Does he leave room for sweet potato pie?

“Naah, by then my plate is already costing about $22,” he laughed.

What he especially loves about home, he said, is the buzz night and day on the street:

“I just love going outside at any time and feeling like something is going on. That gives me energy. I hate it when I’m someplace and I walk out and there’s nobody on the street. When it’s 10 and everything is closed up.”

Dayton?

He smiled: “It’s different here, but it’s a good for me for a lot of reasons. We’ve had more success than any of the other schools who recruited me. And you can’t beat playing in front of 13,000 people every night.

“There’s my teammates. The education I’m getting. And one day I want to settle back in New York. There’s a big UD alumni base there.

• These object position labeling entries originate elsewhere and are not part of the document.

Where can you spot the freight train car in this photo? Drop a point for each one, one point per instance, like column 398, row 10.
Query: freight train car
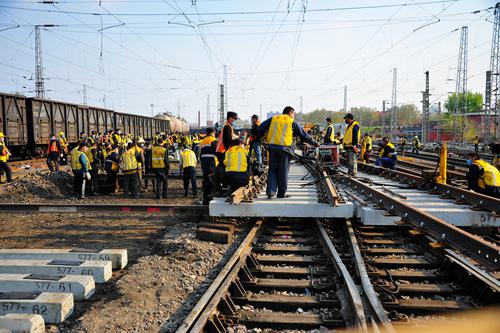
column 13, row 122
column 28, row 122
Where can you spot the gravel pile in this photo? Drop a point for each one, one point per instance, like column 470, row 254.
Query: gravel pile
column 38, row 186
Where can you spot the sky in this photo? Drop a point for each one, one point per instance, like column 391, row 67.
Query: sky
column 151, row 56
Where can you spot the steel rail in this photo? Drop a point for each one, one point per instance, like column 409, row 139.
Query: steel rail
column 206, row 304
column 102, row 208
column 377, row 310
column 447, row 191
column 355, row 302
column 482, row 251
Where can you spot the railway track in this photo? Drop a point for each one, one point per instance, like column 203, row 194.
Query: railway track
column 285, row 275
column 414, row 279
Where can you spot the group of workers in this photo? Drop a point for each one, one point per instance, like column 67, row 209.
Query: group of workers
column 227, row 159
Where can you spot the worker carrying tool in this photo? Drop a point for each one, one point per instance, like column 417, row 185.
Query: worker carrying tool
column 482, row 177
column 160, row 166
column 208, row 163
column 54, row 153
column 187, row 167
column 366, row 148
column 254, row 143
column 416, row 145
column 130, row 168
column 4, row 157
column 237, row 166
column 279, row 131
column 80, row 166
column 329, row 132
column 225, row 139
column 388, row 155
column 351, row 140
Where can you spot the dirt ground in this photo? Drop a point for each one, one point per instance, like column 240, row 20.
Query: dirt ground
column 168, row 270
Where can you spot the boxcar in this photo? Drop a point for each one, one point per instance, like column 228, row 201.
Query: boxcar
column 13, row 121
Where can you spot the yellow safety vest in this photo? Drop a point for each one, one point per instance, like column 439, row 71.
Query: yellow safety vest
column 75, row 160
column 332, row 133
column 129, row 162
column 4, row 154
column 236, row 159
column 390, row 145
column 491, row 175
column 158, row 158
column 90, row 156
column 367, row 144
column 188, row 158
column 348, row 134
column 280, row 131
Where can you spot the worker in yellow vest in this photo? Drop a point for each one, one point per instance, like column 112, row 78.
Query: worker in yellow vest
column 80, row 166
column 129, row 165
column 387, row 155
column 160, row 166
column 93, row 158
column 351, row 141
column 366, row 148
column 329, row 132
column 188, row 168
column 4, row 157
column 237, row 165
column 482, row 177
column 279, row 132
column 208, row 163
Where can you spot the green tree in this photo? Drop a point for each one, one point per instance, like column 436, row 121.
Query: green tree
column 474, row 102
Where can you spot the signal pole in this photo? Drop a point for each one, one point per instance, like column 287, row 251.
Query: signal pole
column 39, row 78
column 425, row 110
column 394, row 115
column 461, row 83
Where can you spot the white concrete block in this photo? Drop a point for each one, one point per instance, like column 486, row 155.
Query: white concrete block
column 99, row 270
column 118, row 257
column 22, row 323
column 82, row 287
column 53, row 307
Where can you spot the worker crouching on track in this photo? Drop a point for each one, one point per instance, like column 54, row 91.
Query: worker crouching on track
column 188, row 168
column 482, row 177
column 160, row 165
column 130, row 165
column 4, row 157
column 111, row 166
column 388, row 155
column 80, row 166
column 54, row 153
column 237, row 166
column 208, row 163
column 279, row 131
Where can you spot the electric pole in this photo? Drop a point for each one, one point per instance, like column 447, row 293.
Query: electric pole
column 221, row 105
column 345, row 99
column 394, row 115
column 383, row 118
column 84, row 94
column 461, row 83
column 208, row 108
column 494, row 78
column 425, row 110
column 39, row 78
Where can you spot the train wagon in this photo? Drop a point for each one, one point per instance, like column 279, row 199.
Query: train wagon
column 13, row 122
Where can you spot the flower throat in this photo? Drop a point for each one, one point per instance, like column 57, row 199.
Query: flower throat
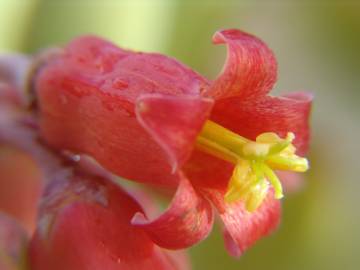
column 255, row 161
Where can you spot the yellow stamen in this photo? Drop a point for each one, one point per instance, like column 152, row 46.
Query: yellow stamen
column 254, row 162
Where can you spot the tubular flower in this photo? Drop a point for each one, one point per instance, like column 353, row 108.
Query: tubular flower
column 84, row 217
column 148, row 118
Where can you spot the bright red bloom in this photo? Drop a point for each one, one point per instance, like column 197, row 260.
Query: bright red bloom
column 140, row 115
column 85, row 224
column 84, row 217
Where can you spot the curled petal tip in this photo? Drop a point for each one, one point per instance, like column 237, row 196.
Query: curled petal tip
column 138, row 219
column 222, row 36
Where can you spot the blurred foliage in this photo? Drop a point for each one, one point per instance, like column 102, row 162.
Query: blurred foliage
column 317, row 45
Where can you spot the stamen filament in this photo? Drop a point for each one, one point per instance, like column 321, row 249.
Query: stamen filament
column 274, row 180
column 254, row 162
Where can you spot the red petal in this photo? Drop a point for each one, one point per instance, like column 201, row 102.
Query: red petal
column 284, row 114
column 243, row 228
column 174, row 122
column 207, row 171
column 85, row 225
column 91, row 110
column 20, row 185
column 13, row 244
column 187, row 221
column 250, row 69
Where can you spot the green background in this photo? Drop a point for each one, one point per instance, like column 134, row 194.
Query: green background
column 317, row 44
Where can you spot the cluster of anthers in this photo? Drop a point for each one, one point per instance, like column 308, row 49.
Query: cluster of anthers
column 254, row 161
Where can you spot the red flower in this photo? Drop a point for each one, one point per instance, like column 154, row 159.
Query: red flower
column 148, row 118
column 84, row 218
column 85, row 224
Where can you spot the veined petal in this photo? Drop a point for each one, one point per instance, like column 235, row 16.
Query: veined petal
column 187, row 221
column 243, row 228
column 92, row 110
column 85, row 225
column 251, row 117
column 174, row 122
column 250, row 69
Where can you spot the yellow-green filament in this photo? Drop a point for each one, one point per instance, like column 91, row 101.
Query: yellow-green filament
column 255, row 162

“All of it with Dayton has been good.”

So much so that he even talked about how entertaining it would be for friends he brought here from the Bronx:

“I could take them to a game and let them experience that and then, because they like to have fun, I’d take them down to the Student Ghetto afterward for the party. I think that’s all they’d need to see here. That sounds like a real fun day to me.”

Like he said, it’s all about going with the vibe.

You just have to know how to find it.